I first encountered Rachel Simon in her powerful novel The Story of Beautiful Girl. As great as that story is, real life can be even better. In Riding the Bus with My Sister: A True-Life Journey, Rachel introduces her sister, Beth. Beth is Rachel's younger sister, by less than a year. She lives alone in an apartment in a nearby city. She doesn't have a job, but spends all day riding the city buses around town. And she is intellectually disabled.
Rachel spends a year going to Beth's town to ride the bus with her. She discovers the community Beth has found--and built--among the bus drivers and other bus riders. Through flash-backs to their childhood, interactions with others, and their love/bickering (in other words, sisterly, relationship), Rachel learns much about her sister and herself.

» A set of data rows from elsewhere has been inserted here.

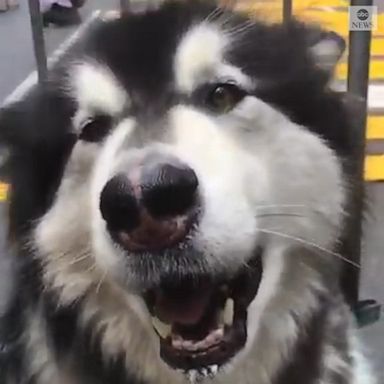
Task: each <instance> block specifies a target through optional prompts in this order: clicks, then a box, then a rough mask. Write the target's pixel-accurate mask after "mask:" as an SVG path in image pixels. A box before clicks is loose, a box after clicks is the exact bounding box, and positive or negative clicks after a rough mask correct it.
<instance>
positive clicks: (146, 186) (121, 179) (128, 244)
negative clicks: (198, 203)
mask: <svg viewBox="0 0 384 384" xmlns="http://www.w3.org/2000/svg"><path fill="white" fill-rule="evenodd" d="M132 174H134V175H135V178H134V180H135V184H133V182H132V180H130V178H129V176H128V175H129V172H128V174H119V175H116V176H114V177H113V178H112V179H111V180H109V181H108V182H107V184H106V185H105V186H104V188H103V190H102V192H101V195H100V212H101V215H102V217H103V219H104V220H105V222H106V224H107V229H108V231H109V232H110V234H111V236H112V238H113V239H114V240H115V241H117V242H118V243H119V244H120V245H122V246H123V247H124V248H126V249H128V250H129V251H132V252H134V251H151V250H152V251H153V250H159V249H163V248H167V247H171V246H173V245H175V244H177V243H178V242H180V241H182V240H183V239H184V238H185V237H186V235H187V234H188V232H189V230H190V228H192V225H193V223H194V222H195V220H196V217H197V216H196V214H197V212H198V210H197V209H195V208H197V187H198V180H197V177H196V174H195V172H194V171H193V170H192V169H191V168H189V167H187V166H185V165H181V164H178V163H172V164H171V163H155V164H154V163H151V162H150V161H148V162H146V163H144V164H142V165H141V167H140V168H138V169H136V170H135V172H132ZM179 215H183V220H178V216H179Z"/></svg>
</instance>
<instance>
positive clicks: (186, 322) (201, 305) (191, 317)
mask: <svg viewBox="0 0 384 384" xmlns="http://www.w3.org/2000/svg"><path fill="white" fill-rule="evenodd" d="M211 296H212V289H209V288H208V289H207V288H206V289H205V290H198V291H195V292H188V293H185V292H184V293H183V292H178V294H172V295H167V294H166V293H165V292H159V293H158V294H157V295H156V301H155V313H156V316H157V317H158V318H159V319H160V320H161V321H163V322H165V323H169V324H175V323H177V324H181V325H194V324H197V323H198V322H199V321H200V320H201V319H202V317H203V315H204V313H205V312H206V310H207V307H208V304H209V302H210V299H211Z"/></svg>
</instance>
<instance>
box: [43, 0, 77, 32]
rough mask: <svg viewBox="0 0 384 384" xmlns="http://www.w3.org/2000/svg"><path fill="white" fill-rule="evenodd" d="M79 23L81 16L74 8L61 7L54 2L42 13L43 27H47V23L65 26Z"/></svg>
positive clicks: (76, 10) (58, 4)
mask: <svg viewBox="0 0 384 384" xmlns="http://www.w3.org/2000/svg"><path fill="white" fill-rule="evenodd" d="M80 23H81V17H80V14H79V11H78V10H77V9H76V8H68V7H63V6H61V5H59V4H56V3H55V4H53V5H52V7H51V8H50V9H49V10H48V11H46V12H44V13H43V24H44V26H45V27H48V26H49V24H55V25H57V26H58V27H67V26H71V25H78V24H80Z"/></svg>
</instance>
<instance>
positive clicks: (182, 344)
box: [172, 339, 183, 349]
mask: <svg viewBox="0 0 384 384" xmlns="http://www.w3.org/2000/svg"><path fill="white" fill-rule="evenodd" d="M182 346H183V342H182V341H181V340H178V339H172V347H173V348H176V349H181V348H182Z"/></svg>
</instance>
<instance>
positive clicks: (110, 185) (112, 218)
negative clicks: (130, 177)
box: [100, 174, 140, 232]
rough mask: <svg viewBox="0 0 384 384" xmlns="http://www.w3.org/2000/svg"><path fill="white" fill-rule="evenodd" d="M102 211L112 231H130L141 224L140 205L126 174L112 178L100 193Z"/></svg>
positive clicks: (108, 227) (113, 231)
mask: <svg viewBox="0 0 384 384" xmlns="http://www.w3.org/2000/svg"><path fill="white" fill-rule="evenodd" d="M100 212H101V215H102V217H103V219H104V220H105V221H106V223H107V226H108V229H109V230H110V231H113V232H115V231H126V232H130V231H132V230H133V229H134V228H136V227H137V226H138V225H139V224H140V207H139V202H138V200H137V198H136V196H135V193H134V189H133V185H132V184H131V182H130V181H129V179H128V177H127V176H126V175H125V174H119V175H116V176H114V177H113V178H112V179H110V180H109V181H108V182H107V184H106V185H105V186H104V188H103V190H102V192H101V195H100Z"/></svg>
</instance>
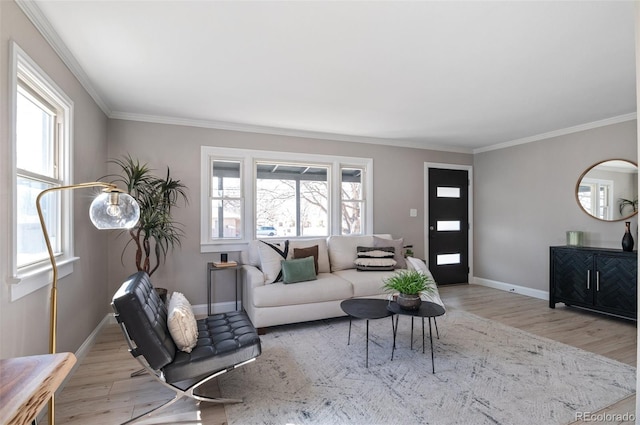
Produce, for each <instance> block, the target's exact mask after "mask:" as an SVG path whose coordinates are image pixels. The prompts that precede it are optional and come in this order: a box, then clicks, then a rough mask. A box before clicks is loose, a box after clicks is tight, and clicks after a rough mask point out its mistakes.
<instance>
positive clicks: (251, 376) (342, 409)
mask: <svg viewBox="0 0 640 425" xmlns="http://www.w3.org/2000/svg"><path fill="white" fill-rule="evenodd" d="M369 323H370V325H369V326H370V328H369V333H370V343H369V367H368V368H366V367H365V332H366V330H365V321H364V320H354V321H353V328H352V331H351V344H350V345H347V335H348V328H349V320H348V319H346V318H342V319H332V320H325V321H319V322H312V323H306V324H298V325H289V326H281V327H276V328H273V329H270V330H269V332H268V333H267V334H266V335H263V336H262V337H261V339H262V350H263V351H262V355H261V356H260V357H258V359H257V360H256V361H255V362H253V363H251V364H249V365H246V366H244V367H242V368H239V369H238V370H235V371H233V372H231V373H227V374H225V375H223V376H221V377H220V378H219V385H220V391H221V393H222V396H223V397H236V396H242V397H244V400H245V401H244V403H242V404H234V405H227V406H226V407H225V409H226V414H227V418H228V421H229V424H231V425H234V424H243V425H247V424H274V425H275V424H278V425H285V424H356V425H359V424H362V425H365V424H367V425H369V424H408V423H413V424H438V425H439V424H442V425H447V424H476V425H479V424H505V425H506V424H509V425H516V424H566V423H569V422H572V421H574V420H575V419H576V414H577V413H578V412H595V411H597V410H599V409H601V408H603V407H606V406H608V405H610V404H612V403H614V402H616V401H618V400H621V399H623V398H625V397H627V396H629V395H630V394H633V393H634V392H635V385H636V378H635V372H636V370H635V368H634V367H631V366H628V365H625V364H622V363H619V362H616V361H614V360H610V359H607V358H605V357H602V356H599V355H595V354H592V353H589V352H586V351H583V350H580V349H578V348H575V347H571V346H568V345H565V344H562V343H558V342H555V341H552V340H549V339H546V338H542V337H538V336H535V335H532V334H529V333H527V332H524V331H520V330H518V329H515V328H512V327H509V326H505V325H502V324H500V323H497V322H494V321H491V320H487V319H483V318H481V317H479V316H476V315H473V314H470V313H466V312H461V311H452V310H450V311H448V312H447V314H446V315H445V316H443V317H440V318H438V328H439V331H440V338H439V339H436V338H435V329H434V350H435V372H436V373H435V374H432V373H431V355H430V351H429V338H428V326H427V331H426V332H427V338H426V350H425V353H424V354H423V353H422V337H421V327H420V321H419V320H418V319H416V327H415V330H414V346H413V350H412V349H411V348H410V339H411V338H410V332H411V319H410V318H409V317H407V316H401V317H400V325H399V330H398V340H397V344H396V350H395V355H394V359H393V361H391V348H392V344H393V336H392V329H391V319H389V318H386V319H378V320H371V321H370V322H369Z"/></svg>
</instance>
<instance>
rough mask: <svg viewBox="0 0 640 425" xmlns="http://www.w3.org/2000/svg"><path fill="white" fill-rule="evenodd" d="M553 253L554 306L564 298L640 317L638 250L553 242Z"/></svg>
mask: <svg viewBox="0 0 640 425" xmlns="http://www.w3.org/2000/svg"><path fill="white" fill-rule="evenodd" d="M550 254H551V257H550V261H549V266H550V277H549V307H550V308H555V306H556V303H559V302H561V303H565V304H566V305H570V306H575V307H582V308H587V309H590V310H595V311H599V312H602V313H606V314H610V315H614V316H620V317H624V318H627V319H632V320H637V318H638V300H637V292H638V253H637V252H636V251H633V252H626V251H623V250H621V249H604V248H592V247H577V246H552V247H551V248H550Z"/></svg>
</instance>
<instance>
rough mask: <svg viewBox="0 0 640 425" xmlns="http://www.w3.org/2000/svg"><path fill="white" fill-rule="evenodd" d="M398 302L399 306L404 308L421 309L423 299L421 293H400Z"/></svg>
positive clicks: (409, 309) (400, 307)
mask: <svg viewBox="0 0 640 425" xmlns="http://www.w3.org/2000/svg"><path fill="white" fill-rule="evenodd" d="M397 302H398V306H400V308H401V309H403V310H408V311H416V310H419V309H420V304H421V303H422V300H421V299H420V295H417V294H399V295H398V301H397Z"/></svg>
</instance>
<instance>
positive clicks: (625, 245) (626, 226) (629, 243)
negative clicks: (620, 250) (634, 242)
mask: <svg viewBox="0 0 640 425" xmlns="http://www.w3.org/2000/svg"><path fill="white" fill-rule="evenodd" d="M624 227H625V230H624V236H622V250H623V251H629V252H631V251H633V236H631V222H630V221H625V222H624Z"/></svg>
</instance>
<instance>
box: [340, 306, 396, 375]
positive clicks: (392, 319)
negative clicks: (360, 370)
mask: <svg viewBox="0 0 640 425" xmlns="http://www.w3.org/2000/svg"><path fill="white" fill-rule="evenodd" d="M388 305H389V301H388V300H381V299H374V298H352V299H349V300H344V301H342V302H341V303H340V308H342V311H344V312H345V313H347V314H348V315H349V339H348V341H347V345H349V344H350V343H351V319H353V318H354V317H355V318H356V319H366V321H367V354H366V365H367V367H369V320H370V319H382V318H384V317H389V316H393V313H392V312H391V310H389V309H388V308H387V306H388ZM391 329H392V330H393V329H394V327H393V317H391ZM394 340H395V332H394ZM391 354H392V355H393V352H392V353H391Z"/></svg>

While Riding the Bus with My Sister is a personal memoir, dwelling on these sisters' relationship, it ends up being much more. It's not a handbook for dealing with adults with disabilities, but it covers much that such a handbook would cover. Dealing with finances, making provision for communication and emergencies, maintaining health and grooming, teaching about relationships and, well, reproductive choices, all factor in to Rachel and Beth's story. I appreciated Beth's take on her jobs at sheltered workshops. Putting bolts in a baggie? She didn't want any of that! Parents and siblings of individuals with disabilities would do well to start with Riding the Bus if they have questions about what the future may hold.
Don't get me wrong, their story is very entertaining and, at times moving. But once the glow of the story is over, the lasting questions linger--what will I do when my little girl is a grown up? Will she want to live independently? Have a job? Ride the bus? I hope I have the grace and wisdom to release and support my daughter the way Beth's family has.